Majority vs Weighted vs Stacked Voting in RF Modulation Ensembles

Majority vs Weighted vs Stacked Voting in RF Modulation Ensembles bgilbert1984 Download

Performance Metrics.** Key Findings includes a bullet point stating, “Stacked voting showed the best calibration (lowest ECE) at $K=3$ .” Accuracy vs. Models shows a simplified line chart illustrating that all three methods (majority, weighted, stacked) reach 1.0 accuracy at $K=3$ models, with stacked showing higher intermediate accuracy at $K=2$¹. Performance Metrics is a table showing: Metric: TTFB (p50) at $K=4$, Majority: 3.2 ms, Weighted: 3.2 ms, Stacked: 3.4 ms²²². Another row shows: Metric: ECE at $K=3$, Majority: 0.654, Weighted: 0.654, Stacked: 0.333³³³. A final note states, “Weighted voting typically dominates majority when confidences are calibrated; stacked can surpass both given diverse base-model errors and sufficient meta-data⁴.”]

🖼️ RF Modulation Ensembles: Voting Strategy Comparison

This image summarizes the core results from the paper “Majority vs Weighted vs Stacked Voting in RF Modulation Ensembles”⁵⁵⁵⁵.

1. Key Findings

Accuracy: All three methods (majority, weighted, and stacked) achieved 1.000 accuracy at $K=3$ models⁶.
Calibration: Stacked voting demonstrated the best calibration, with the lowest Expected Calibration Error (ECE = 0.333) at $K=3$, compared to $0.654$ for majority and weighted⁷⁷⁷.
General Performance: Weighted voting is generally expected to outperform majority when confidences are calibrated, while stacked can exceed both if there are diverse base-model errors and enough meta-data⁸.

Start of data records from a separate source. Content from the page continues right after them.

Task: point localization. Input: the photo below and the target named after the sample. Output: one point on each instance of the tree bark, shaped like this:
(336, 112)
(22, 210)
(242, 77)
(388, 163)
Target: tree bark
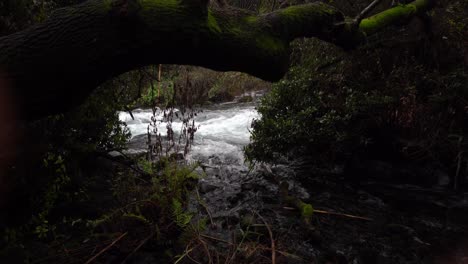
(55, 65)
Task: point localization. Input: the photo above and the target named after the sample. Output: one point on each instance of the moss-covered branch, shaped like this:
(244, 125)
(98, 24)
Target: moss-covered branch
(53, 66)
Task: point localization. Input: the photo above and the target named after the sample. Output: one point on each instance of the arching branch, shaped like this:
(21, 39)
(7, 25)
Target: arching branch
(53, 66)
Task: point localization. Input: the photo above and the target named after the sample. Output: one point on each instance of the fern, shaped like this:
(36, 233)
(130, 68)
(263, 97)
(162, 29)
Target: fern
(181, 218)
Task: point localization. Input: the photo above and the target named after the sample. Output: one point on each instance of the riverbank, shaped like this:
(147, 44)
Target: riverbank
(366, 222)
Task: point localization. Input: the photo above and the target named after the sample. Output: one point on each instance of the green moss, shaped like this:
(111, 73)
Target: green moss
(212, 23)
(374, 23)
(153, 3)
(307, 211)
(251, 19)
(270, 43)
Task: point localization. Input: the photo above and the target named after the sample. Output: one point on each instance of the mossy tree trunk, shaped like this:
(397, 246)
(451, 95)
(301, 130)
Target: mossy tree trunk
(53, 66)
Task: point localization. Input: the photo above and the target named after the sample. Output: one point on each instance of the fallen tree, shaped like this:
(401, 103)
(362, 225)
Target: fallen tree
(55, 65)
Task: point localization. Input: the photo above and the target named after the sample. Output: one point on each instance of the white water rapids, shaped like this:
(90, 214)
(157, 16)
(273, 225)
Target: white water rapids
(222, 132)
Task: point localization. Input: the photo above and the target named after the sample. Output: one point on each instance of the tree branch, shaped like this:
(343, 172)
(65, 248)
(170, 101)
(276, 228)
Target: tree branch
(55, 65)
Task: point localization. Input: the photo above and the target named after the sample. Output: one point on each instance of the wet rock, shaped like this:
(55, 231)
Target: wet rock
(177, 156)
(248, 186)
(205, 187)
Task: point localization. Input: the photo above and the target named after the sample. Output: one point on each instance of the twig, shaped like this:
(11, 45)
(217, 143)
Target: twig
(366, 10)
(202, 203)
(217, 239)
(273, 248)
(186, 252)
(345, 215)
(138, 247)
(106, 248)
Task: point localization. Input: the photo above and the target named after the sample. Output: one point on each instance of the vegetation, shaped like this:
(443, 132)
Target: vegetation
(371, 104)
(397, 96)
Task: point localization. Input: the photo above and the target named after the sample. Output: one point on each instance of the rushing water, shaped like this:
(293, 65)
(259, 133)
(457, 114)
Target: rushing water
(222, 131)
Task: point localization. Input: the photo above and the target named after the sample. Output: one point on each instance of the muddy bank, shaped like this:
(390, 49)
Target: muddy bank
(355, 222)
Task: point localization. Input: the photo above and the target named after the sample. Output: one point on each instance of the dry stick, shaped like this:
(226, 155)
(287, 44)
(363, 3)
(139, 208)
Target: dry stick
(205, 247)
(159, 79)
(106, 248)
(366, 11)
(202, 203)
(273, 248)
(138, 247)
(340, 214)
(217, 239)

2. Accuracy vs. Model Count ($K$)

# Models (K)	Majority	Weighted	Stacked
1	$\approx 0.0$	$\approx 0.0$	$\approx 0.0$
2	$\approx 0.0$	$\approx 0.0$	$\approx 0.35$
3	1.000	1.000	1.000
4	1.000	1.000	1.000

Observation: Stacked voting showed a noticeable accuracy advantage at $K=2$ models before all three methods converged at $K=3$⁹.

3. Performance Metrics at Max Model Count

Metric	Majority	Weighted	Stacked
Time-to-First-Byte (TTFB, p50) at $K=4$	3.2 ms	3.2 ms	3.4 ms
Expected Calibration Error (ECE) at $K=3$	0.654	0.654	0.333
Macro-F1 at $K=3$	0.400	0.400	0.400

The data suggests that stacked voting is slightly slower in terms of median TTFB at $K=4$ models but provides significantly better calibration¹⁰¹⁰¹⁰¹⁰¹⁰¹⁰¹⁰¹⁰¹⁰.

Would you like to know more about the Stacked meta-learner used in the study or the different input types to the classifier?